Figure 2, right, shows the proportion of participants localizing the letters on their first selection in each group. Attention to Letter1 renewed along with its associative strength. Letter 1 was localized more often in Context A (%50) than in Context B (%11, FET P = 0.0006; φ = 0.48). Attention to Letter2 was maintained, along with its associative strength, and it was localized equally often in Contexts A (54%) and B (43%, P = 0.59; φ = 0.11). In Context A, localization of Letters 1 and 2 did not differ (BET P = 0.50; φ = 0); each was located more frequently than Letter 3 (BET Ps ≤ 0.02, φ ≥ 0.43). In Context B, Letter2 was localized more often than the other two letters (BET Ps ≤ 0.02; φ ≥ 0.42). No differences were observed among Letter3 in A, Letter3 in B, and Letter1 in B (Ps = 1).

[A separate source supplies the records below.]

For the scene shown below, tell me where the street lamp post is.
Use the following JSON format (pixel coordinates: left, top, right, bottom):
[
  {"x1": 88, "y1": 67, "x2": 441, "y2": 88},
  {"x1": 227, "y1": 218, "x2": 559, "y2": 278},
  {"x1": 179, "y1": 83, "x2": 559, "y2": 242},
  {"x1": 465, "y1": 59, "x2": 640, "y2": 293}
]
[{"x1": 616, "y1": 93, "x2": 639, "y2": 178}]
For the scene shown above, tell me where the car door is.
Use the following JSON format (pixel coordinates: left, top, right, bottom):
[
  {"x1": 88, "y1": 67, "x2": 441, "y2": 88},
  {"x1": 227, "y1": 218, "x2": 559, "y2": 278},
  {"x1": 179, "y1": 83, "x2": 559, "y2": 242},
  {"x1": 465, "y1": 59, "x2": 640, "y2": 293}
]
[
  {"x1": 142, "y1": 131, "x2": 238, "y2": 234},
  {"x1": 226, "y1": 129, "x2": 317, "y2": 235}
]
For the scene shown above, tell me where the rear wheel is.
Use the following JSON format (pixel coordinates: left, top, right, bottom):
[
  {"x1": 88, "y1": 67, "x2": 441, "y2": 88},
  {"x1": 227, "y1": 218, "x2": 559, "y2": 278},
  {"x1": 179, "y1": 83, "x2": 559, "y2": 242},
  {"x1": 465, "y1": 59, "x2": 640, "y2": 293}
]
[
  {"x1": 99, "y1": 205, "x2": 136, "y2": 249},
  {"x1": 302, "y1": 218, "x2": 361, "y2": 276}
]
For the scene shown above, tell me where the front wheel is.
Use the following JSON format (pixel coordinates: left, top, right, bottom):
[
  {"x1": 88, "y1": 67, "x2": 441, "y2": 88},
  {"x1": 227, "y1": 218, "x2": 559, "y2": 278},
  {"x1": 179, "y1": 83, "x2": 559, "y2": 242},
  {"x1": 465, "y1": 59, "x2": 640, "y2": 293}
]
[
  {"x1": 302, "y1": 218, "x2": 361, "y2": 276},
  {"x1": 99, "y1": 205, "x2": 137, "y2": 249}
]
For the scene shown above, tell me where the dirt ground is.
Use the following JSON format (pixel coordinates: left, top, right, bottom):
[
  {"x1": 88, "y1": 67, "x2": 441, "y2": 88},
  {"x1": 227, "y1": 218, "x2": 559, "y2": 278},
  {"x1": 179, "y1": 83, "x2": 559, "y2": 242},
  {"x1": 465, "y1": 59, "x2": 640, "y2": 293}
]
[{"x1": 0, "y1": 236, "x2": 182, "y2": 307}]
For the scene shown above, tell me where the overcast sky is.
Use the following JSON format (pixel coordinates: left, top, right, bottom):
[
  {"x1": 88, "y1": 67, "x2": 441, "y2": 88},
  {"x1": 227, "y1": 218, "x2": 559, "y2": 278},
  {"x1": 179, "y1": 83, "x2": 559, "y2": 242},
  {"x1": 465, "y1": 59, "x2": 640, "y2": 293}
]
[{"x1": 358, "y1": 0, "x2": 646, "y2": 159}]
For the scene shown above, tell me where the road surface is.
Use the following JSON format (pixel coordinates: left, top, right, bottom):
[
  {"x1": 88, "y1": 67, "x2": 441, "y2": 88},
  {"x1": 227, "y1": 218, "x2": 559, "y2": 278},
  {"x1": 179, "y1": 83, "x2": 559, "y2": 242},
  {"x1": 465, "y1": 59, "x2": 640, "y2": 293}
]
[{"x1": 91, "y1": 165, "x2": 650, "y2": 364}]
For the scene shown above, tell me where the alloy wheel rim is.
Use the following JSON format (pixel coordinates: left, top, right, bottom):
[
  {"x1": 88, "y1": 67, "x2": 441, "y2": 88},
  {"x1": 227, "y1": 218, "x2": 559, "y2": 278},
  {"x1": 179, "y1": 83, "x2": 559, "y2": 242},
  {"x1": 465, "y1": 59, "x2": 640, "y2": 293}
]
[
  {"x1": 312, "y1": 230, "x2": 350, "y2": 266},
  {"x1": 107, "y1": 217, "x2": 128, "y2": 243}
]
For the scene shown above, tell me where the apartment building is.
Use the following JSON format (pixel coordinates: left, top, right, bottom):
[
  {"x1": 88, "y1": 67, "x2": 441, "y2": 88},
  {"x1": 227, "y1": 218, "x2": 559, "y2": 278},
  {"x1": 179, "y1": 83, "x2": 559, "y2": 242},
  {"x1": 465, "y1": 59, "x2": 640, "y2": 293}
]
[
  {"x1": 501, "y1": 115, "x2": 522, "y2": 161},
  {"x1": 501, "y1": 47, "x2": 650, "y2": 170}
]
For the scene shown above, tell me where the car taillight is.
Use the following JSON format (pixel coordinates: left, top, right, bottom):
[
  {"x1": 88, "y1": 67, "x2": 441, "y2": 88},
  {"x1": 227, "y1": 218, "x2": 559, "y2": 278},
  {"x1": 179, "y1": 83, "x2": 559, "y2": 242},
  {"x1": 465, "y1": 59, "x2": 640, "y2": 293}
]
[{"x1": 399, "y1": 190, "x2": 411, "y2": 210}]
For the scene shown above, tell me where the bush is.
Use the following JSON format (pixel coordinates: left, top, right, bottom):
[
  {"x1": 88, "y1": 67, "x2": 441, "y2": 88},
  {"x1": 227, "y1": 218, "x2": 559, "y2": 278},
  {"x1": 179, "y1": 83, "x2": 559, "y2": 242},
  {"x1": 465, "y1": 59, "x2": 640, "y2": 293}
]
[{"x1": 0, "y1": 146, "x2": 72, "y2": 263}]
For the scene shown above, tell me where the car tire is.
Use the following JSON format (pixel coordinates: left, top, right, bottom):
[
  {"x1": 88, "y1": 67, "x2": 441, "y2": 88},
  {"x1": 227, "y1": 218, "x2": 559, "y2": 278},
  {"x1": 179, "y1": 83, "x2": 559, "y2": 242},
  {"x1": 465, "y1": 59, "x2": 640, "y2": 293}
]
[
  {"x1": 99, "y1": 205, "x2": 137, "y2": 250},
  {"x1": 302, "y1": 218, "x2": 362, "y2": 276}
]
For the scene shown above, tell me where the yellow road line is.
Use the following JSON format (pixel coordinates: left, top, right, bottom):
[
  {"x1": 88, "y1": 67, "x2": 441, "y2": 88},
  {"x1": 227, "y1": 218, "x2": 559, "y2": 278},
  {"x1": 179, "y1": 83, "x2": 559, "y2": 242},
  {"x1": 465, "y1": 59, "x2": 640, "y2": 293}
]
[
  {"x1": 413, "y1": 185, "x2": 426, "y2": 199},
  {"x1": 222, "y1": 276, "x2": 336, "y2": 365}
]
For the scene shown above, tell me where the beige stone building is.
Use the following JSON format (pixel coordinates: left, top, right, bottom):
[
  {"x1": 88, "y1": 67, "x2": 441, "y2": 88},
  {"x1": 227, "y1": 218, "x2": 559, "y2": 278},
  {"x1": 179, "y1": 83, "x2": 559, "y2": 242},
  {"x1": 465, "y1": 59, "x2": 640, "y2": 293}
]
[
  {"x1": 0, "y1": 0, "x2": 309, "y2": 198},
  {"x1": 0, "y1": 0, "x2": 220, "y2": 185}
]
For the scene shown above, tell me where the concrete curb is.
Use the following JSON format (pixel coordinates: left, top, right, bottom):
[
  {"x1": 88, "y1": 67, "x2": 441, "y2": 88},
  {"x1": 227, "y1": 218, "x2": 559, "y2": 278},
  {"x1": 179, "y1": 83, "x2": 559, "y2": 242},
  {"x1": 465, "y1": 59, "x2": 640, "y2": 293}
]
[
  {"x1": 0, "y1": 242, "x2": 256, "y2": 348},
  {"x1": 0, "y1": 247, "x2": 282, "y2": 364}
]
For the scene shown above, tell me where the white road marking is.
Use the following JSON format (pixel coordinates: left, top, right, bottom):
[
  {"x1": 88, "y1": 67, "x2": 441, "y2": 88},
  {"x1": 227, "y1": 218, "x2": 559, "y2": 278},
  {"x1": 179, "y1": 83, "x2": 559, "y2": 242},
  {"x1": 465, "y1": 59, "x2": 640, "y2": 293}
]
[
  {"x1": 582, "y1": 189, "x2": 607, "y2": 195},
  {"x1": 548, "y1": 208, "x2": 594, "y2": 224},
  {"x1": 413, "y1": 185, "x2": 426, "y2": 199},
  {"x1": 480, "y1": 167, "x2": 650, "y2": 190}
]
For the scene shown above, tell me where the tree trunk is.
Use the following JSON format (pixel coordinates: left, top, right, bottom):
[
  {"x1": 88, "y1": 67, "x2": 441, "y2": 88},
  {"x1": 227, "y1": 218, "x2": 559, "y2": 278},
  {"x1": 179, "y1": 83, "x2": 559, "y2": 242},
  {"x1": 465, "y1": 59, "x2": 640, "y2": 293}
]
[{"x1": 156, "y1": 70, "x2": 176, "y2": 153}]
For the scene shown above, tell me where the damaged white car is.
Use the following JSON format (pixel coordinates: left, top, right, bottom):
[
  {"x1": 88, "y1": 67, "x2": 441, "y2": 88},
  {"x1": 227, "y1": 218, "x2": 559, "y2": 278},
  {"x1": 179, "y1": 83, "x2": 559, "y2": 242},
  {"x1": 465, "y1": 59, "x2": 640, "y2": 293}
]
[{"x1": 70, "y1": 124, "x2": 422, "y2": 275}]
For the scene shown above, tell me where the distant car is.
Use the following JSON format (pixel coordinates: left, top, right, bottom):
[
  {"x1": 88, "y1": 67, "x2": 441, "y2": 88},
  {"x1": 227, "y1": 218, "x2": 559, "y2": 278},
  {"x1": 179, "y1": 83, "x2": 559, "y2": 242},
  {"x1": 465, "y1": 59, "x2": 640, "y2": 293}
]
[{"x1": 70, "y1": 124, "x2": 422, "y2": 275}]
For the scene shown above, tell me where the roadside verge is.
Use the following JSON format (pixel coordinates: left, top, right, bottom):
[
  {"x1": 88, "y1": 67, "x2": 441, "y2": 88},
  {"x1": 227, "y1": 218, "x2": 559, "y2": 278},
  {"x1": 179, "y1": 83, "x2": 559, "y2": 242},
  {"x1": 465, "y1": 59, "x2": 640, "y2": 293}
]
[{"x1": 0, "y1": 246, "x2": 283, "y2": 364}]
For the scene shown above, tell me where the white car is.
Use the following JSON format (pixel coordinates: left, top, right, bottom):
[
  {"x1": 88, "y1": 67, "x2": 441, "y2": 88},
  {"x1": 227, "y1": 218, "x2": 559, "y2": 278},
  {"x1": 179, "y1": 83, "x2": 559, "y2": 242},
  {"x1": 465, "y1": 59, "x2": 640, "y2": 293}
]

The overall pattern of attention mirrors that of the selections made on the renewal test, but the localization data cannot be entirely explained by those selections. In Context B, where phase-2 selection performance was continued, 43% of the participants localized Letter2 on the first trial. Almost all of those (92%) had also selected Letter2 on the selection test. None had selected Letter1. In Context B, the position of the letter was best remembered by participants also exhibiting a strong letter–outcome association in their selections.

In Context A the relationship between the first-trial localization and the selection on the selection test was less clear. Letter1 and 2 were shown to be predictive and localized better than a random Letter3 (FET, Ps ≤ 0.017). The majority, 69%, localized either, or both, of Letter1 and 2. This finding is consistent with the conclusion of Le Pelley et al. (2016) that attention granted to the cues covaries positively with their associative strength. But, there was no relationship between the selection of Letters1 or 2 and their being localized. In Context A, 50% of the participants localized Letter1 on the first trial, but only half (54%) of those participants had selected Letter1 on the selection test. Likewise, in Context A 54% of the participants localized Letter2 on the first trial, but only 43% of those had also selected it. A Letter-selection (Letter1, Letter2 [Letter3 was never selected and not included]) by First-Trial Localization (yes/no) FET confirmed that localization and selection were independent for these two letters (P = 0.17). If only associative strength determined localization, then the cue that was ultimately selected, that with the assumed stronger association with the outcome in that context, should also have been localized better.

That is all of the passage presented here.